Very often the participants thought of small worlds in a sense of small planets, so that many games with a setting located in the outer space were created. Some of those entries were heavily relying on physics-based mechanics, for example “Techium Eclipse” and “In Good Hands”. In both games, you have to protect your planet from falling meteorites and you do that by rotating the whole planet itself.
The ‘anti-shooter’ “SLINGSHOOT” also is a representative of this kind of games, but it works in quite another way: By moving your planet close to the bullets or celestial bodies, that your enemies throw at you, you can manipulate their movement, so that they destroy themselves eventually. Another good example for the “Protect the planet” target is the defense shooter “Tiny Defense Planet”, where you have to fight against space dolphin aliens with your laser beams.
But violence, action and protection are not the only core motifs in those jam submissions that used planets as their playing field. Actually, there is a whole bunch of planet games which are simply relaxing. Take “Blomst 🌻” for example: Here you have to terraform heavenly bodies by planting different flowers on them. The atmospheric “Floraison” even lets you vitalize deserted wasteland planets just with the help of your character’s movements.

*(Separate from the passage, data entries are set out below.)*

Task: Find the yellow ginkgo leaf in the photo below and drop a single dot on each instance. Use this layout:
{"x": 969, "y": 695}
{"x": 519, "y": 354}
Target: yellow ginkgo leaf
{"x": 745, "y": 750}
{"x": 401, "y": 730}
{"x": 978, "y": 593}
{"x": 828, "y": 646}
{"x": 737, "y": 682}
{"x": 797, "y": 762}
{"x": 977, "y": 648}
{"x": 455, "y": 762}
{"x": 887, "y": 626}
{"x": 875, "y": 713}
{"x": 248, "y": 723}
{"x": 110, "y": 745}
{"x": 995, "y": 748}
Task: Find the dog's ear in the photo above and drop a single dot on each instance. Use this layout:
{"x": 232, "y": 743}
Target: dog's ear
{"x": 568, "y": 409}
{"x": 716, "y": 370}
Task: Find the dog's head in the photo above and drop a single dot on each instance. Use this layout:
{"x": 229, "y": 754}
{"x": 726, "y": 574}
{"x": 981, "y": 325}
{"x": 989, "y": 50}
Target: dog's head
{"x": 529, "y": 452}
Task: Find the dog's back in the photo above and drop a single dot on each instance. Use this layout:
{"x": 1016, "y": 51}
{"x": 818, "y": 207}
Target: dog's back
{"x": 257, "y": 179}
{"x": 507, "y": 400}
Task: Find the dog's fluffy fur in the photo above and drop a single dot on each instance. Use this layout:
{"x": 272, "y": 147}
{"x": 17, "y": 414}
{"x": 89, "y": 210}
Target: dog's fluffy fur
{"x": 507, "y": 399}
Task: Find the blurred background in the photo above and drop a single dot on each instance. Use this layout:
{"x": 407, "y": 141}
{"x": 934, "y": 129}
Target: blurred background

Another wonderful category of planet games were based on rhythm and music. For instance, in “Planetone” and “Orchardstra” you plant different kinds of seeds on your world and by doing so you ‘compose’ your own melodies. I find that kind of interaction exciting, because you have to learn about the functionalities, dependencies and structures of your environment to create something beautiful. But if you are rather up for some silly fun, I highly recommend you a round of “Interplanetary Billiards”. There your billiard balls are tiny planets, which have to get sucked in by a black hole, while your own figure must not vanish.
Big world, limited view
But as we all know, planets are traditionally displayed as huge worlds, offering us many places to explore. With that thought in mind, some teams actually used big planets, but transformed them into small worlds by limiting the player’s view on them. A great example for that strategy are the puzzle exploration games “Bunosphere” and “Pip Sweep”. In both submissions, the players can just see a tiny part of the whole environment, so that they have to remember specific locations and the way back to them to solve the several puzzles.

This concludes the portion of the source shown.